Bankman-Fried, once celebrated as a leading figure in the digital asset industry, became the central figure in the collapse of FTX, a crypto exchange whose failure in 2022 erased billions in customer funds and triggered widespread regulatory scrutiny. His conviction and sentencing followed a highly publicized trial that exposed deep governance failures, risky financial practices, and alleged misuse of customer assets.

The filing for a presidential pardon introduces a complex legal and political dimension to an already controversial case.

While details of the application remain unverified, the mere prospect has sparked renewed discussion about accountability in the cryptocurrency sector and the limits of executive clemency in white-collar crime cases. Legal analysts note that pardon applications are typically evaluated on factors such as remorse, rehabilitation, the severity of the offense, and broader public interest.

In high-profile financial fraud cases like FTX, the political sensitivity is amplified due to the scale of investor losses and the precedent it may set for future enforcement actions in emerging financial technologies. The situation also reopens debate on whether the crypto industry’s early regulatory gaps contributed to systemic vulnerabilities that allowed such collapses to occur.

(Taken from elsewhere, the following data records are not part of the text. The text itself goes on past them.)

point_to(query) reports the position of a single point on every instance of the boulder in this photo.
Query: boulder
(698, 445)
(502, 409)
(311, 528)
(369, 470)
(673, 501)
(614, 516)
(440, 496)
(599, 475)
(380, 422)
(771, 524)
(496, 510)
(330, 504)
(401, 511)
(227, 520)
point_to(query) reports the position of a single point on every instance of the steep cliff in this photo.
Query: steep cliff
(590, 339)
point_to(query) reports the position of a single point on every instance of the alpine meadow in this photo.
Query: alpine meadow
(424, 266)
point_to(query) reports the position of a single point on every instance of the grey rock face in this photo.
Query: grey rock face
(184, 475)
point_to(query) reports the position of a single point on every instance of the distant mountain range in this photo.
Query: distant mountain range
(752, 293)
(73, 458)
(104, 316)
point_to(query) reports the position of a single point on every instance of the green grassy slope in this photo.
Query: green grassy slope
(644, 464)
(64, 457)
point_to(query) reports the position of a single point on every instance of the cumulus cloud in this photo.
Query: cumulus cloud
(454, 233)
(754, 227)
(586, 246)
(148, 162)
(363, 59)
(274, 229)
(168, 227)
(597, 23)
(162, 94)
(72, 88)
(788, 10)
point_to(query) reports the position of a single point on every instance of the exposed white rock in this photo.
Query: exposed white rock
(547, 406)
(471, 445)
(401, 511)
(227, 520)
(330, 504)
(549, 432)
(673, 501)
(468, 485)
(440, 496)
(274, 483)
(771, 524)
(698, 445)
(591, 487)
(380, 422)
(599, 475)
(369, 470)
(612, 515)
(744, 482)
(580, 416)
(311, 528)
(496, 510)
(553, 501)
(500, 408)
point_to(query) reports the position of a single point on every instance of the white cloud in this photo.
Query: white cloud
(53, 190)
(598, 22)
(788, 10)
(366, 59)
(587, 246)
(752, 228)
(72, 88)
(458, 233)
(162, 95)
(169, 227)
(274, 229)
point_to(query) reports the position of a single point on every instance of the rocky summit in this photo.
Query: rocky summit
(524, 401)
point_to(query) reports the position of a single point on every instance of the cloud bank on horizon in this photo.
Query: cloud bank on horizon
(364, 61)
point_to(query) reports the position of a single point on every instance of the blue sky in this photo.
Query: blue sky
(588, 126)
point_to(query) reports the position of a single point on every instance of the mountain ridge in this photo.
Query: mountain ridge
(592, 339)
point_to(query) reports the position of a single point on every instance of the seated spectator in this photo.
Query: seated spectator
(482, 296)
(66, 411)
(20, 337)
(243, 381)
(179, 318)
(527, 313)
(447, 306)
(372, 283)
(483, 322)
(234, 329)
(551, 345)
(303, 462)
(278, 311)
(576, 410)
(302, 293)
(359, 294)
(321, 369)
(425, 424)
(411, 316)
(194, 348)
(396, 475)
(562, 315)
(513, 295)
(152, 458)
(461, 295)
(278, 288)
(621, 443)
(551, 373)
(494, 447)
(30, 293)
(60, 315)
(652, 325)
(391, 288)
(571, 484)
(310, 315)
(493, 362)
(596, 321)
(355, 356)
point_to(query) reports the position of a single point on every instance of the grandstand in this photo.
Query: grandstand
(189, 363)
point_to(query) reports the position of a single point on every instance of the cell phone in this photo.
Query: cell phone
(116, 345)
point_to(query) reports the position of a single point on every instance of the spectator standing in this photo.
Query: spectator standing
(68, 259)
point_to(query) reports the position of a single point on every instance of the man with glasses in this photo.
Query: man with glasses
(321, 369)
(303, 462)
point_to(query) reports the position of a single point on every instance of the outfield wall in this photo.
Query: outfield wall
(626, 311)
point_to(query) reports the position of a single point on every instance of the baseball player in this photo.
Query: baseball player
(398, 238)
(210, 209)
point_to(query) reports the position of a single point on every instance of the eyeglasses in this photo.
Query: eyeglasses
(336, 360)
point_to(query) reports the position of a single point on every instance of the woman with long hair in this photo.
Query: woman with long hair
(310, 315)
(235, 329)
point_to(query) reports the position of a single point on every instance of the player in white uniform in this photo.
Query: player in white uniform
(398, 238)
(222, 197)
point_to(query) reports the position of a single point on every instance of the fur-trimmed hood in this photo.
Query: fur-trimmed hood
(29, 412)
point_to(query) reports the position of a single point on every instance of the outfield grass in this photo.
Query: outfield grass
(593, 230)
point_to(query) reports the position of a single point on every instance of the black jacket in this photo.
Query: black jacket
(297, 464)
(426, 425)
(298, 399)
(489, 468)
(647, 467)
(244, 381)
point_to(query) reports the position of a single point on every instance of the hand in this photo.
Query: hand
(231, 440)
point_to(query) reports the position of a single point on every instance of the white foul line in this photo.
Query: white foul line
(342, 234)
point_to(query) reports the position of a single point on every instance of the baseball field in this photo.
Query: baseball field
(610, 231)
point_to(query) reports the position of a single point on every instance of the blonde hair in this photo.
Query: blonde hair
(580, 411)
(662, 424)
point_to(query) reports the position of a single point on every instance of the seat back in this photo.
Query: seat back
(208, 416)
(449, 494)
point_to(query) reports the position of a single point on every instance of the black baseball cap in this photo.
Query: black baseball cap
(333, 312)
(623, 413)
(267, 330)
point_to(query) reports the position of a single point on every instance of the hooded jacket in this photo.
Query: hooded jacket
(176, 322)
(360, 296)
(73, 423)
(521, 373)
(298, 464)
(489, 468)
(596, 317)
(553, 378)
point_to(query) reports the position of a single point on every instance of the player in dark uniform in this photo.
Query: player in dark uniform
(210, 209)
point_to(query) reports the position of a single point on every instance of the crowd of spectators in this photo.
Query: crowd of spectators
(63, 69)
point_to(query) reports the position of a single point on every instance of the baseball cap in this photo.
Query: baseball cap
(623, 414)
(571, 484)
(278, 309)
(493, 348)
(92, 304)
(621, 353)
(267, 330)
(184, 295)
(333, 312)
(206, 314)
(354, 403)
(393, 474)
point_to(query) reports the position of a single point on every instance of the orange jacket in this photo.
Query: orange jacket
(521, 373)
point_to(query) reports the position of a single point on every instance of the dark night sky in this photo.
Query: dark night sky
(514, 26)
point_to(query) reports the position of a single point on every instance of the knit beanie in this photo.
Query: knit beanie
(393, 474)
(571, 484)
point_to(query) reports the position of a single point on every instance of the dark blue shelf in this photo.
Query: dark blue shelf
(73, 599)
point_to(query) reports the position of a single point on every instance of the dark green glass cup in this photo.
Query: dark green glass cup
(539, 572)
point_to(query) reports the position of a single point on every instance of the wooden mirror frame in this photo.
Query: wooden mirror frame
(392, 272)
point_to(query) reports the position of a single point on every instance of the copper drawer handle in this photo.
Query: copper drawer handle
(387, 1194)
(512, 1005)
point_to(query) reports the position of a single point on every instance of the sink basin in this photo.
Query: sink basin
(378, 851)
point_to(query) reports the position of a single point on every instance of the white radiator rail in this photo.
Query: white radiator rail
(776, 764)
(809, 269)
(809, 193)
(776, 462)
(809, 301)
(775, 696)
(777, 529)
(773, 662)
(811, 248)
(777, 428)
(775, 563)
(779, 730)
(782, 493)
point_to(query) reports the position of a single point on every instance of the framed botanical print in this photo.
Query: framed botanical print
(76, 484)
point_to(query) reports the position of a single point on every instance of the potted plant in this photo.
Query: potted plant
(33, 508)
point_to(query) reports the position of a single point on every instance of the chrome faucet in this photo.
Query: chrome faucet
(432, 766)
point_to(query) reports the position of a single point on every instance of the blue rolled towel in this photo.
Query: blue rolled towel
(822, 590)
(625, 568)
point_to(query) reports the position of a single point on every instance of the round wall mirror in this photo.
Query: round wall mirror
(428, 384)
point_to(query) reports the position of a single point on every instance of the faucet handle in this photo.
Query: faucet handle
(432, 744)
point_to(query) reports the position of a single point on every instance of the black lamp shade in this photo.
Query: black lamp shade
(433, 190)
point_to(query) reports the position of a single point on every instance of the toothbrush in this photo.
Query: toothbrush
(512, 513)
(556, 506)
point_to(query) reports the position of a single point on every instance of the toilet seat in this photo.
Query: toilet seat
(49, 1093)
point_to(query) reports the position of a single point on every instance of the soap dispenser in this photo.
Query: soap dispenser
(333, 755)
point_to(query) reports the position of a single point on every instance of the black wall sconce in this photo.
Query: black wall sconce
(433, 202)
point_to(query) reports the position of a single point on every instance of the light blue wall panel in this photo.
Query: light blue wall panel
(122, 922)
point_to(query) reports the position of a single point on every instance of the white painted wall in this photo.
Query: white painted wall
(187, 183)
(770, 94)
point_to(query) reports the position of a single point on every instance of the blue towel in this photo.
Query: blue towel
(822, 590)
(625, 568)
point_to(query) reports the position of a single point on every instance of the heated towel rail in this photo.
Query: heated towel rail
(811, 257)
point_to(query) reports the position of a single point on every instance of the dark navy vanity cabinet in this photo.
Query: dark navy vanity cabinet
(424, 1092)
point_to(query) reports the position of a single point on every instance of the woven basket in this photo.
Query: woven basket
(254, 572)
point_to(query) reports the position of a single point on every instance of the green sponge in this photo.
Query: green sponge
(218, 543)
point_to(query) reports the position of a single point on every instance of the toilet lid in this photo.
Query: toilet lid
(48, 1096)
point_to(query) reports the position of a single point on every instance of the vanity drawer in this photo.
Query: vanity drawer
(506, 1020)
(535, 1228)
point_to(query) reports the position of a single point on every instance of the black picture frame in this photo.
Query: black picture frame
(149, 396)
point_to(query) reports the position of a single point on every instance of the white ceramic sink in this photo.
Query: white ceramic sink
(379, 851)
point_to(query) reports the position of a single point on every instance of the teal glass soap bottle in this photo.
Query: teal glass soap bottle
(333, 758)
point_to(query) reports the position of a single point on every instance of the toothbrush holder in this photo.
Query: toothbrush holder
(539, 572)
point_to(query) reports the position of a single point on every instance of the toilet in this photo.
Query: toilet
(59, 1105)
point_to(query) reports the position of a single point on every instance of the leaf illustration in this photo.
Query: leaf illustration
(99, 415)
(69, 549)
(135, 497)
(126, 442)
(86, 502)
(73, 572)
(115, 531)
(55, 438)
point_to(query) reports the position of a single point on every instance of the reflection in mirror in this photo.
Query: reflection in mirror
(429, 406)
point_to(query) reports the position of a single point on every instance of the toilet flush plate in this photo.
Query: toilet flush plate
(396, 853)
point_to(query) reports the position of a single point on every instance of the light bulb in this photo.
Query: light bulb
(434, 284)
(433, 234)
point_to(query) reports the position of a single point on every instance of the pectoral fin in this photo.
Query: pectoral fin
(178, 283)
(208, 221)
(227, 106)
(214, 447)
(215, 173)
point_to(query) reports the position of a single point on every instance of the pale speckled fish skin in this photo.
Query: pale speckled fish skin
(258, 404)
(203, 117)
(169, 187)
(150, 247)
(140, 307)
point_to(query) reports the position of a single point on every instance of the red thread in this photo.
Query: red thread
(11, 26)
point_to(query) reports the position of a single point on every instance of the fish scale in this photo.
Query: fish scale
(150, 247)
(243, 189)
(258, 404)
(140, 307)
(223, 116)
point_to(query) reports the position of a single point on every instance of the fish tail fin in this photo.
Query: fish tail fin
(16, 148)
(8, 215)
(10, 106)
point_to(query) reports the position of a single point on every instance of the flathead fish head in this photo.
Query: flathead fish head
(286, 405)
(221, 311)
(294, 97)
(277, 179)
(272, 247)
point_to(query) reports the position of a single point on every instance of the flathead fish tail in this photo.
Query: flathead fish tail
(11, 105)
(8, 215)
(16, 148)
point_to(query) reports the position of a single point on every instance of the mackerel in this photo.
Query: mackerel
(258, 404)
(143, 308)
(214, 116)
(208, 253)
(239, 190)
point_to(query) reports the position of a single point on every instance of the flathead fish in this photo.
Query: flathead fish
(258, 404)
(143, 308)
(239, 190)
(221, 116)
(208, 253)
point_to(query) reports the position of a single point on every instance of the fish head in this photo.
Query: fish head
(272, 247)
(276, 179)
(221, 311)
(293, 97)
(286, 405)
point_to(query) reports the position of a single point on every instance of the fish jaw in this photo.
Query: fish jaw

The request for clemency, regardless of outcome, is likely to become a focal point in broader discussions about regulatory reform and the governance of digital asset markets. Supporters of strict enforcement argue that granting relief in such a case could undermine deterrence and weaken confidence in financial oversight mechanisms.

Some advocates of reform suggest that the extraordinary nature of crypto markets in their early development years warrants a more nuanced interpretation of culpability, particularly when institutional safeguards were underdeveloped.

The case also highlights the intersection between law, politics, and rapidly evolving technology sectors, where legal frameworks often lag behind innovation. The outcome of the pardon application will depend on a combination of legal review, political considerations, and public sentiment, all of which can shift rapidly in high-profile cases involving financial misconduct.

Even the perception of such a filing can influence market narratives around crypto regulation, reinforcing either calls for stricter oversight or arguments for more innovation-friendly policy frameworks depending on stakeholder perspective. For investors and policymakers alike, the case serves as a reminder of how closely intertwined technological innovation and legal accountability have become in the modern financial system.

As developments continue to unfold, the broader implications for the cryptocurrency industry, executive clemency norms, and regulatory precedent remain uncertain, pending official confirmation and judicial or executive action. Whether or not the application succeeds, it is expected to intensify scrutiny of past crypto collapses and the individuals associated with them.

The symbolic weight of a pardon request in such a case extends beyond one individual, touching on broader questions of justice, financial responsibility, and the boundaries of state clemency in economic crimes. Observers will continue to monitor how institutions respond, particularly in balancing legal finality with political discretion in an era of fast-moving digital finance. Final confirmation from authorities remains pending, leaving the case subject to speculation and ongoing legal interpretation developments continue.